If using a slow cooker (Preferred):
  1. Pour the puree into a 4- to 6-quart slow cooker and stir in sugar and spices. Puree with an immersion blender if desired.
  2. Cook on the lowest setting,  with the lid set askew to allow the liquid to evaporate, but not overly so, to keep the splatters inside the pot.
  3. Cooking time is 9 to 12 hours. Stir occasionally when you can, and check the apple butter for doneness. Cook until thick and dark.
If using the stovetop:
  1. Rinse out the preserving pan and return the puree to the pan. Add 2 tablespoons sugar per cup of puree, and add the spices.
  2. Puree with an immersion blender, if you want your apple butter extra smooth.

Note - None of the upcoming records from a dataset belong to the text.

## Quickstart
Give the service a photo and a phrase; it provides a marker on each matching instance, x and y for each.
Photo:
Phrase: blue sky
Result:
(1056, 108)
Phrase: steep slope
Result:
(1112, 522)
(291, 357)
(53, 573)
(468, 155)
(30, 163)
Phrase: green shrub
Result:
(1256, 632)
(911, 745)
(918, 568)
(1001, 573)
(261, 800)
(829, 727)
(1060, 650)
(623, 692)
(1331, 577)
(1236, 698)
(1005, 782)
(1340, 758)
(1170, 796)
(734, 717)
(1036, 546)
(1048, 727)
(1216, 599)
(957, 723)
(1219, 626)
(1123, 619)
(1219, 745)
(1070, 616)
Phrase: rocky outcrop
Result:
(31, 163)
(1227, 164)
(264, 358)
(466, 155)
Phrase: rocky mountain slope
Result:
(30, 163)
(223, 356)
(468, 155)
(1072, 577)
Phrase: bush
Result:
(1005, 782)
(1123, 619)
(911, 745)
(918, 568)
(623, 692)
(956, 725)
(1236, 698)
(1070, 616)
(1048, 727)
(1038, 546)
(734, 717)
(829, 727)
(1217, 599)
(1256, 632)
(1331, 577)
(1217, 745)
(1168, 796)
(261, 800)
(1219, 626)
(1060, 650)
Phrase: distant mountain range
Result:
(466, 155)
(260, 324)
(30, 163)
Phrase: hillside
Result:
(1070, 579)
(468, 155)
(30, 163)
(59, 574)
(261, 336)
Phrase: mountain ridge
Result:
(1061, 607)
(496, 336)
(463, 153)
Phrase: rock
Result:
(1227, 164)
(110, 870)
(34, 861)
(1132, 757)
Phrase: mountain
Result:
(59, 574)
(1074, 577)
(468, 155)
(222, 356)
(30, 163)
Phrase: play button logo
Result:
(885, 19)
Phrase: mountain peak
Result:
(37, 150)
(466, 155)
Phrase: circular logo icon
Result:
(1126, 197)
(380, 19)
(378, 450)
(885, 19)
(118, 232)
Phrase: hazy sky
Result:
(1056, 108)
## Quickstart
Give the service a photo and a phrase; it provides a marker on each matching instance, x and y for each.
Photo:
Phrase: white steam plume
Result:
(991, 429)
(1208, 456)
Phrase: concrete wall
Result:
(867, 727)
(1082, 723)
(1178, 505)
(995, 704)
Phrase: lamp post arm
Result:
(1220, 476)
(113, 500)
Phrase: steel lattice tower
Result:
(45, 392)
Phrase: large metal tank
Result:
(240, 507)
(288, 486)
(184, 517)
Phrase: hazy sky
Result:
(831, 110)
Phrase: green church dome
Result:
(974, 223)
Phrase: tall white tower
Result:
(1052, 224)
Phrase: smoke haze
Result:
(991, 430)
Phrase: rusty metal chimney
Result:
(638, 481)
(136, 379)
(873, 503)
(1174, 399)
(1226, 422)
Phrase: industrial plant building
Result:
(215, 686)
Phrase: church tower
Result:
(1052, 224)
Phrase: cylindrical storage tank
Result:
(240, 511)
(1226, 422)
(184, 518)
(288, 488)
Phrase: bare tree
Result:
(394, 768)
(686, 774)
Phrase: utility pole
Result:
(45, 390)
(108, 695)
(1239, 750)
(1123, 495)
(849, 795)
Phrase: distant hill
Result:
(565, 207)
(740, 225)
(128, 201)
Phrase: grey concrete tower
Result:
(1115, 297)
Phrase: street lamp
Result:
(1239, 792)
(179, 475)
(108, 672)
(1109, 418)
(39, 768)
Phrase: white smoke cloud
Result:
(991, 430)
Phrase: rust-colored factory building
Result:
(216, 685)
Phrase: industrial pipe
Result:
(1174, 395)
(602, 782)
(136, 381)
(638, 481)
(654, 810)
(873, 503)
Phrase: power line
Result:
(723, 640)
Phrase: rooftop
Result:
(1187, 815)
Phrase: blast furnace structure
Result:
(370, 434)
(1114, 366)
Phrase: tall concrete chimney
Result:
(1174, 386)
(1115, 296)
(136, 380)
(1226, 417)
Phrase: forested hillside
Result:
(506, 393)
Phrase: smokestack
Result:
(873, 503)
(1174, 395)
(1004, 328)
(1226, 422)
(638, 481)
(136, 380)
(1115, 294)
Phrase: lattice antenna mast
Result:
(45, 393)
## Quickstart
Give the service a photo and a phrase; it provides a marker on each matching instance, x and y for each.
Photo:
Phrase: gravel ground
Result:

Bring the puree to a boil, then lower the heat and simmer.
  3. Stir carefully every 10 minutes (or more often to keep from scorching), with a long-handled spoon or spatula (for several hours) until the puree is dark and thick enough to mound up in a teaspoon.
  4. To ensure doneness, spoon a bit of it onto a plate; if no liquid seeps out, your apple butter is good to go.
If using the oven:
  1. Pour the puree into a large, deep baking dish. Stir in the sugar and spices, and bake at 300° F.
  2. Stir occasionally for several hours until thick and dark.
  3. Transfer to a large pot or bowl and puree with an immersion blender if desired.
Transfer the apple butter to prepared jars. Click here for further instructions on water-bath canning.

*There is no need to core or peel the apples, if using a fine screen strainer.
*If you're using a food mill, there is no need to peel them, but you should core them.
*If you're pureeing the apples in a food processor or blend rather than passing them through a mill, core and peel them.